1. A Start in Life, London: Jonathan Cape, 1981
Dr Weiss, at forty, knew that her life had be ruined by literature.
2. Providence, London: Jonathan Cape, 1982
Kitty Maule was difficult to place.
3. Look at Me, London: Jonathan Cape, 1983
Once a thing is known it can never be unknown.
4. Hotel du Lac, London: Jonathan Cape, 1984
From the window all that could be seen was a receding area of grey.
5. Family and Friends, London: Jonathan Cape, 1985
Here is Sofka, in a wedding photograph; at least, I assume it is a
wedding, although the bride and groom are absent.
6. A Misalliance, London: Jonathan Cape, 1986
Blanche Vernon occupied her time most usefully in keeping feelings
at bay.
7. A Friend from England, London: Jonathan Cape, 1987
I first got to know Oscar Livingstone in fairly humdrum
circumstances.
8. Latecomers, London: Jonathan Cape, 1988
Hartmann, a voluptuary, lowered a spoonful of brown sugar crystals
into his coffee cup, then placed a square of bitter chocolate on his
tongue, and, while it was dissolving, lit his first cigarette.
9. Lewis Percy, London: Jonathan Cape, 1989
Madame Doche, with an air of appreciation no less generous for
being regularly at her command, took the camembert from Lewis
Percy, prodded it with an expert thumb, pronounced it to be good,
and ushered him into the salon.

10. Brief Lives, London: Jonathan Cape, 1990


Julia died.
11. A Closed Eye, London: Jonathan Cape, 1991
'My dear Lizzie', (she wrote),
12. Fraud, London: Jonathan Cape, 1992
The facts, as far as they could be ascertained, were as follows.
13. A Family Romance, London: Jonathan Cape, 1993; (Dolly in the
US)
I thought of her as the aunt rather than as my aunt, for anything
more intimate would have implied appropriation, or attachment.
14. A Private View, London: Jonathan Cape, 1994
George Bland, in the sun, reflected that now was the moment to
take stock.
15. Incidents in the Rue Laugier, London: Jonathan Cape, 1995
My mother read a lot, sighed a lot, and went to bed early.
16. Altered States, London: Jonathan Cape, 1996
The woman on the station platform had her back to me.
17. Visitors, London: Jonathan Cape, 1997
Towards evening the oppressive heat was tempered by a slight
breeze, although this merely served to power drifts and eddies of a
warmth almost tropical in its intensity.
18. Falling Slowly, London: Viking, 1998
On her way to the London Library, Mrs Eldon, who still thought of
herself as Miriam Sharpe, paused as usual to examine the pictures
in the windows of the Duke Street galleries.
19. Undue Influence, London: Viking, 1999
It is my conviction that everyone is profoundly eccentric.
20. The Bay of Angels, London: Viking, 2001
I read the Blue Fairy Book, the Yellow Fairy Book, and the stories of
Hans Andersen, the Brothers Grimm, and Charles Perrault.
21. The Next Big Thing, London: Viking, 2002; (Making Things
Better in the US)
Herz had a dream which, when he awoke into a night that was still
black, left him excited and impressed.
22. The Rules of Engagement, London: Viking, 2003

We met, and became friends of a sort, by virtue of the fact that we


started school on the same day.
23. Leaving Home, London: Viking, 2005
Argh!

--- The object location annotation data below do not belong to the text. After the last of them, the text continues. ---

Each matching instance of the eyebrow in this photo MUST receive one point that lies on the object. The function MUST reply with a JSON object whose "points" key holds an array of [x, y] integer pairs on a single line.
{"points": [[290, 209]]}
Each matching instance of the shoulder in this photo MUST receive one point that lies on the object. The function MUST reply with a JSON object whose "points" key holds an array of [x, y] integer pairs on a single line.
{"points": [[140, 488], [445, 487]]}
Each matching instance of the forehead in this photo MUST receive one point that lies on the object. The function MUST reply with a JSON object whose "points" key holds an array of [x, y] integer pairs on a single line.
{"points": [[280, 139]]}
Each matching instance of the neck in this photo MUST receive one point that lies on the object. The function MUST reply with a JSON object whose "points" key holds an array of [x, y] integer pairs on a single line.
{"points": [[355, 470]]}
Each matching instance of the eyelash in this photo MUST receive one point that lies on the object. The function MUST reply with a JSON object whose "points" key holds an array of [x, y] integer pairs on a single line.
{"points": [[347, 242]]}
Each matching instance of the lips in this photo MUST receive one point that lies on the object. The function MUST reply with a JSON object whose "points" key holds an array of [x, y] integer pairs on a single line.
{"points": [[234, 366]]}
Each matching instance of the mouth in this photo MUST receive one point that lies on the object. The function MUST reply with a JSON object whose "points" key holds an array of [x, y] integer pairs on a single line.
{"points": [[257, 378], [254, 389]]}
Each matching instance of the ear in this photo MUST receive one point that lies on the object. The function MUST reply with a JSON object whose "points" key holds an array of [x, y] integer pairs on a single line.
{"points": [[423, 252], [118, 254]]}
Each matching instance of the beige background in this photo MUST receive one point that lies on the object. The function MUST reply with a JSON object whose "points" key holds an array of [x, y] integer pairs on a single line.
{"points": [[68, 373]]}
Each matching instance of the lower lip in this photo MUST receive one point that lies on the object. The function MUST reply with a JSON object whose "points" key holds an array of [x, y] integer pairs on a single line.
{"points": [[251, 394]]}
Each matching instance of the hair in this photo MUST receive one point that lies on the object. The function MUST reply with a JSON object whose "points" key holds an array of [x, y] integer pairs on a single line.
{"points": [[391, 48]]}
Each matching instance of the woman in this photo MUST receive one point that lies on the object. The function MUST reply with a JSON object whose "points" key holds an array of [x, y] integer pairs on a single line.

I've lent it to a friend... !

The Brookner Walks Project


Brooknerines are walking protagonists. That is, the main
protagonist of a Brookner novel usually embraces walking as
a personal practice. For the Brooknerine, walking is a mode
of transport, a form of physical exercise and a way of
passing time. It has therapeutical benefits; it makes no
mental demands on the walker but can stimulate thought
and bring clarity. Walking allows the subject to observe the
world and participate in public space while simultaneously
being a solitary practice. Walking locates the Brooknerine in a
contemporary chronotope (time / space context).